For further details on the meta-data, see the documentation.

save(output)[source]¶

Save the ConvolvedFFTPower result to disk.

The format is currently json.

Parameters:	output (str) – the name of the file to dump the JSON results to

shotnoise(alpha)[source]¶

Compute the power spectrum shot noise, using either the data or randoms source.

This computes:

\[S = \sum (w_\mathrm{comp} w_\mathrm{fkp})^2\]

References

see Eq. 15 of Beutler et al. 2014, “The clustering of galaxies in the SDSS-III Baryon Oscillation Spectroscopic Survey: testing gravity with redshift space distortions using the power spectrum multipoles”

to_pkmu(mu_edges, max_ell)[source]¶

Invert the measured multipoles \(P_\ell(k)\) into power spectrum wedges, \(P(k,\mu)\).

Parameters:	mu_edges (array_like) – the edges of the \(\mu\) bins max_ell (int) – the maximum multipole to use when computing the wedges; all even multipoles with \(ell\) less than or equal to this number are included
Returns:	pkmu – a data set holding the \(P(k,\mu)\) wedges
Return type:	BinnedStatistic

class nbodykit.algorithms.RedshiftHistogram(source, fsky, cosmo, bins=None, redshift='Redshift', weight=None)[source]¶

Compute the mean number density as a function of redshift \(n(z)\) from an input CatalogSource of particles.

Results are computed when the object is inititalized. See the documenation of run() for the attributes storing the results.

Note

The units of the number density are \((\mathrm{Mpc}/h)^{-3}\)

Parameters:

source (CatalogSource) – the source of particles holding the redshift column to histogram fsky (float) – the sky area fraction, which is used in the volume calculation when normalizing \(n(z)\) cosmo (nbodykit.cosmology.core.Cosmology) – the cosmological parameters, which are used to compute the volume from redshift shells when normalizing \(n(z)\) bins (int or sequence of scalars, optional) – If bins is an int, it defines the number of equal-width bins in the given range. If bins is a sequence, it defines the bin edges, including the rightmost edge, allowing for non-uniform bin widths. If not provided, Scott’s rule is used to estimate the optimal bin width from the input data (default) redshift (str, optional) – the name of the column specifying the redshift data weight (str, optional) – the name of the column specifying weights to use when histogramming the data

Methods

load(output[, comm])	Load a saved RedshiftHistogram result.
run()	Run the algorithm, which computes the histogram.
save(output)	Save the RedshiftHistogram result to disk.
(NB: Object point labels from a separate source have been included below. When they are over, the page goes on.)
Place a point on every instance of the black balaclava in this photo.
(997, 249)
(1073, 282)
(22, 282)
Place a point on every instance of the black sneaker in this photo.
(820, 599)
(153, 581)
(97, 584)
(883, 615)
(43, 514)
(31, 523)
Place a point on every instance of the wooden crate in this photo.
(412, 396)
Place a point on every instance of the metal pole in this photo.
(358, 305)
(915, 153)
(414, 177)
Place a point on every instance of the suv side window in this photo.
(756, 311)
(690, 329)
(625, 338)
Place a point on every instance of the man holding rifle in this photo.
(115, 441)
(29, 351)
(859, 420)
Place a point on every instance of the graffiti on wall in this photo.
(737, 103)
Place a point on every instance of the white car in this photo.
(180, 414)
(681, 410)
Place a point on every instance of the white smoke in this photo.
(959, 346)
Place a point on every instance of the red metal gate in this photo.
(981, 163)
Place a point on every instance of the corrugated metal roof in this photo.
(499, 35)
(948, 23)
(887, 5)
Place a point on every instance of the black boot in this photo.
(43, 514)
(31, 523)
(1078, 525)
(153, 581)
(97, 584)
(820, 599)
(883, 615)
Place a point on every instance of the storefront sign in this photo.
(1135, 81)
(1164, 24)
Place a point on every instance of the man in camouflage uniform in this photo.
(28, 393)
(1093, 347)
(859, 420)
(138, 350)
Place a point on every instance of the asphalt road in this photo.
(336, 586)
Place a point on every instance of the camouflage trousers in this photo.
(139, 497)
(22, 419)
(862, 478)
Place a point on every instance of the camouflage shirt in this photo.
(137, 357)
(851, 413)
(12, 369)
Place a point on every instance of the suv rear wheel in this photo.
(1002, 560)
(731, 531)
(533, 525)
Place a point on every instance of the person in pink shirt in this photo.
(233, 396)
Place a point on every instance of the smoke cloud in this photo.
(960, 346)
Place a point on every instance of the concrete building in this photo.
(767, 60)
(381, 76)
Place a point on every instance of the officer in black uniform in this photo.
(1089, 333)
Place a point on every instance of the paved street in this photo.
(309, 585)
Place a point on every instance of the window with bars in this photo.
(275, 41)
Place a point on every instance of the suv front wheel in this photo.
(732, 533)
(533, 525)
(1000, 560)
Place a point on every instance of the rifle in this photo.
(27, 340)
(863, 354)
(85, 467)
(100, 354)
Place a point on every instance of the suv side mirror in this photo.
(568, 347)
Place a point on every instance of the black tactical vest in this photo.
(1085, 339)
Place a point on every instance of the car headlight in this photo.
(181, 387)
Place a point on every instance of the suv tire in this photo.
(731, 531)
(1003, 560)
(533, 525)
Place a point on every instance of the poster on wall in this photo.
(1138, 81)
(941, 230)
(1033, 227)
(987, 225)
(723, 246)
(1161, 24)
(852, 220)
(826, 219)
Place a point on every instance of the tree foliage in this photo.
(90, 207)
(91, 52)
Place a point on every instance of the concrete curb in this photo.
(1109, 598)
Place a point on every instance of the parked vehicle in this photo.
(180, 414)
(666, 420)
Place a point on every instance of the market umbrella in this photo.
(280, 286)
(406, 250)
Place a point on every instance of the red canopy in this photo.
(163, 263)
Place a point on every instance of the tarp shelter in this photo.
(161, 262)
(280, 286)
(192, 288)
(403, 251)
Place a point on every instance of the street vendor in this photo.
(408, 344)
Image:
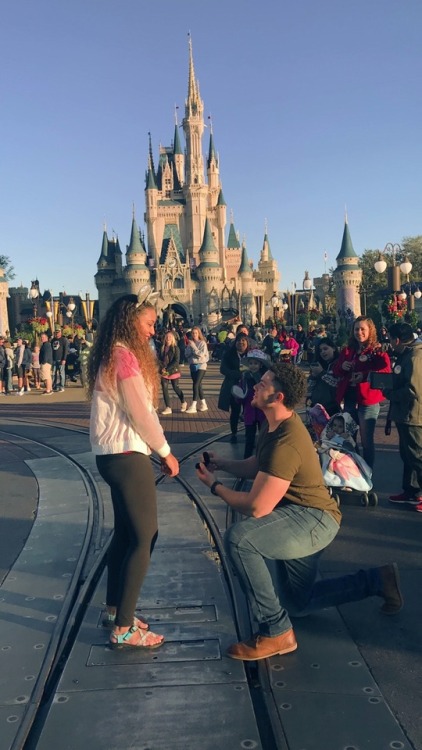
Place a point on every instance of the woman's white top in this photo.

classmethod load(output, comm=None)[source]¶

Load a saved RedshiftHistogram result.

The result has been saved to disk with RedshiftHistogram.save().

run()[source]¶

Run the algorithm, which computes the histogram. This function does not return anything, but adds the following attributes to the class:

• bin_edges
• bin_centers
• dV
• nbar

Note

All ranks store the same result attributes.

bin_edges¶

array_like – the edges of the redshift bins

bin_centers¶

array_like – the center values of each redshift bin

dV¶

array_like – the volume of each redshift shell in units of \((\mathrm{Mpc}/h)^3\)

nbar¶

array_like – the values of the redshift histogram, normalized to number density (in units of \((\mathrm{Mpc}/h)^{-3}\))

save(output)[source]¶

Save the RedshiftHistogram result to disk.

The format is JSON.

class nbodykit.algorithms.FiberCollisions(ra, dec, collision_radius=0.017222222222222226, seed=None, degrees=True, comm=None)[source]¶

Run an angular FOF algorithm to determine fiber collision groups from an input catalog, and then assign fibers such that the maximum amount of object receive a fiber.

This amounts to determining the following population of objects:

• population 1:

  the maximal “clean” sample of objects in which each object is not angularly collided with any other object in this subsample

• population 2:

  the potentially-collided objects; these objects are those that are fiber collided + those that have been “resolved” due to multiple coverage in tile overlap regions

Results are computed when the object is inititalized. See the documenation of run() for the attributes storing the results.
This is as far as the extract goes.